Map pack 3 for COD:WaW

anyone got it?

im addicted to zombies and this level looks to be the best yet!
managed level 12 last night, theres some pretty cool additions!


----------



## *MAGIC* (Feb 22, 2007)

Yeah mate its hard work.


----------



## col85 (Jan 28, 2009)

its all i ever play now untill MW2 or GT5 are out

fell free to add me for a few games

optimus_col


----------



## hallett (May 22, 2008)

got to level 25 with 3 people  bl00dy hard though

Daniel


----------



## mark14787 (Apr 24, 2009)

hallett said:


> got to level 25 with 3 people  bl00dy hard though
> 
> Daniel


that is hard man!!

3 people is a frigging nightmare!!

anyone feel free to add me "markdoherty" ps3 only tho :wave:


----------



## Sharpy (Mar 25, 2007)

i got to level 27 and lost a good few hours of my life, only got that far as the other 3 really knew what they were doing and helped me a ton, I now know exactly what to do and when and where to stand etc the raygun is essential, and the 3 weapon glitch is useful too but I can never get that to work lol

I got quite high on the 3rd one too shi no numa or whatever its called but I dont like the first one 

Apparantly the guys I played with got to level 80 something once using the glitches which must have took hours!!


----------



## hallett (May 22, 2008)

sharpy24 said:


> i got to level 27 and lost a good few hours of my life, only got that far as the other 3 really knew what they were doing and helped me a ton, I now know exactly what to do and when and where to stand etc the raygun is essential, and the 3 weapon glitch is useful too but I can never get that to work lol
> 
> I got quite high on the 3rd one too shi no numa or whatever its called but I dont like the first one
> 
> Apparantly the guys I played with got to level 80 something once using the glitches which must have took hours!!


none of us had a ray gun, upgraded MG42 and upgraded trench gun FTW, if you look at the leader board on PS3 then there are some people who got to round 2147 or something ridiculous like that

anyone who plays this on xbox add me H4LL3TT just say you are from DW and i will accept you

Daniel


----------



## Saxo90 (Jun 7, 2009)

Got it for playstation, level 20 is my highest i think, and that was hard work.

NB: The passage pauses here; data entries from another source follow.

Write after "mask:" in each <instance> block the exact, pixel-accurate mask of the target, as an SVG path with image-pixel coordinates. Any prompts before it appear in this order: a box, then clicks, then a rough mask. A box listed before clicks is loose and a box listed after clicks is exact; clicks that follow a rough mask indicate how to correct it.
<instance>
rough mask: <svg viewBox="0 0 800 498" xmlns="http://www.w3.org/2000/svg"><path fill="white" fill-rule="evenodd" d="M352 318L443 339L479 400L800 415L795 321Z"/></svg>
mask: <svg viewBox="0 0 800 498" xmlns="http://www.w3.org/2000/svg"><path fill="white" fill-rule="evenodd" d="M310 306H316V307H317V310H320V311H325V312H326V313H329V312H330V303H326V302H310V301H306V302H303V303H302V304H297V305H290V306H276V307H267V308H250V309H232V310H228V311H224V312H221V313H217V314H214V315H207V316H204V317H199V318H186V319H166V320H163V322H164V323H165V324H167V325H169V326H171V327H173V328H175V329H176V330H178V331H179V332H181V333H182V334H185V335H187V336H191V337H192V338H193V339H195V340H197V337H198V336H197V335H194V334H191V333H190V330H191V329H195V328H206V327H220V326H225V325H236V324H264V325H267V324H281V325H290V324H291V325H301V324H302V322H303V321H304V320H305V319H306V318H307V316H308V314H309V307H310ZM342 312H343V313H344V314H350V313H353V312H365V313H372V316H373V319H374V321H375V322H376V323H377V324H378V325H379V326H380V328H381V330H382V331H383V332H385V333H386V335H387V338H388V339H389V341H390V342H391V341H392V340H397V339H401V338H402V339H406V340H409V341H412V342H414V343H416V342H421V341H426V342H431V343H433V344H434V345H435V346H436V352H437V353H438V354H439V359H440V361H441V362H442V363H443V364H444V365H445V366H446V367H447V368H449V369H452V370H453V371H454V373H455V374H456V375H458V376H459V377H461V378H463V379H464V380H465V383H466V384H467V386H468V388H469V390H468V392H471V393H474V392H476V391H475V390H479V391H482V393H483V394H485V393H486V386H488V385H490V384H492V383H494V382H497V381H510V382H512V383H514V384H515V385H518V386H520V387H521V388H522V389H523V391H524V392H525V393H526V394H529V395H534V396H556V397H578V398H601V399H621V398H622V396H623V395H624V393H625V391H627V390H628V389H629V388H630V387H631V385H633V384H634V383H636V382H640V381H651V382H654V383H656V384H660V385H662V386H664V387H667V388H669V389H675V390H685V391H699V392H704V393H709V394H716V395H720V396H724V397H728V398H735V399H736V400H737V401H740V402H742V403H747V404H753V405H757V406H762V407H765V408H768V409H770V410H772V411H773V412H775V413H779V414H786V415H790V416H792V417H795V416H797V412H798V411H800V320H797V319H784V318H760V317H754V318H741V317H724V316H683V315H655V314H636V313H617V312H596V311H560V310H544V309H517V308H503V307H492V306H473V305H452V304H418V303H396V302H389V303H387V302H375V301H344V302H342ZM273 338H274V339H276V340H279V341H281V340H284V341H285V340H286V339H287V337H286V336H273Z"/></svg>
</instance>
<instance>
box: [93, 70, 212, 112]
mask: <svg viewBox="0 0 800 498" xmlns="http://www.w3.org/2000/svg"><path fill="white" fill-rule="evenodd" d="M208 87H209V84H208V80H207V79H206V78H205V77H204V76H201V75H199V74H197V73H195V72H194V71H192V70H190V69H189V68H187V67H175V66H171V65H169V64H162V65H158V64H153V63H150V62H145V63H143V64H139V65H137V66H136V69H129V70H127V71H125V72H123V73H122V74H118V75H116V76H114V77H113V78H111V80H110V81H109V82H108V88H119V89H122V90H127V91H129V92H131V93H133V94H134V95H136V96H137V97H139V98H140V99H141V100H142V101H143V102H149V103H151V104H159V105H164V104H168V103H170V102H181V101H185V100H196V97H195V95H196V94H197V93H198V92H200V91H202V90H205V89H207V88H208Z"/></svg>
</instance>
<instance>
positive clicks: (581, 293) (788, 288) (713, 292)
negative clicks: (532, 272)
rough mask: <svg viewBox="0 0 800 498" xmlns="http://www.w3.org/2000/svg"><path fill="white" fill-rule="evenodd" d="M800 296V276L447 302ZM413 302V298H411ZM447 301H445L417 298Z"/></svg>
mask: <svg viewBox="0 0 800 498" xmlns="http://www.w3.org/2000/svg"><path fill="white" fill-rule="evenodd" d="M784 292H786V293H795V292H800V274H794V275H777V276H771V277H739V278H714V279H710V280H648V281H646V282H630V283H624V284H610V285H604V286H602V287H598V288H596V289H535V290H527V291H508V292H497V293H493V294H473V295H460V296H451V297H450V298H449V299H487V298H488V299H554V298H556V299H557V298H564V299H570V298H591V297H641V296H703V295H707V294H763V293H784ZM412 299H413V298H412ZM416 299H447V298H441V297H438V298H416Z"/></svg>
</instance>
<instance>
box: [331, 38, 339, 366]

Ray gun/wunderwaffle are key as are heavy machine guns, pack a punch helps alot too.


----------



## GhostWKD (Jul 10, 2006)

hallett said:


> none of us had a ray gun, upgraded MG42 and upgraded trench gun FTW, if you look at the leader board on PS3 then there are some people who got to round 2147 or something ridiculous like that
> 
> anyone who plays this on xbox add me H4LL3TT just say you are from DW and i will accept you
> 
> Daniel


There's a level skip glitch which tops out at 2147 - friend of mine has done 4k+ but doesnt appear anywhere near as high as me with my 120 

Legitimately without glitching though highest is level 33 with no glitching, everyone ray gun and big upgraded MG plus wonderwaffle somewhere heh


----------



## mouthyman (May 1, 2006)

best zombie add on so far imo. me and a mate managed to get o level 24 with just the two of us, then i accidently backed myself into a corner reviving him


----------



## Beeste (Oct 25, 2005)

I've got to level 29 but it nearly half killed me!


----------



## EastUpperGooner (May 31, 2009)

i got to 31, started off with 4 people and ended with me and one other guy. about 4 hours long

afc1988


----------



## Defined Reflections (Jun 4, 2009)

My best is 23 rounds solo,39 rounds with just two 
Realy bored of it now, ive compleated the game 100% with all the tropheys, try doing the game on veteran bloody hard work!
Just waiting for mw2 to be delivered,so ive been playing nfs shift
Add me retro_al (ps3)


----------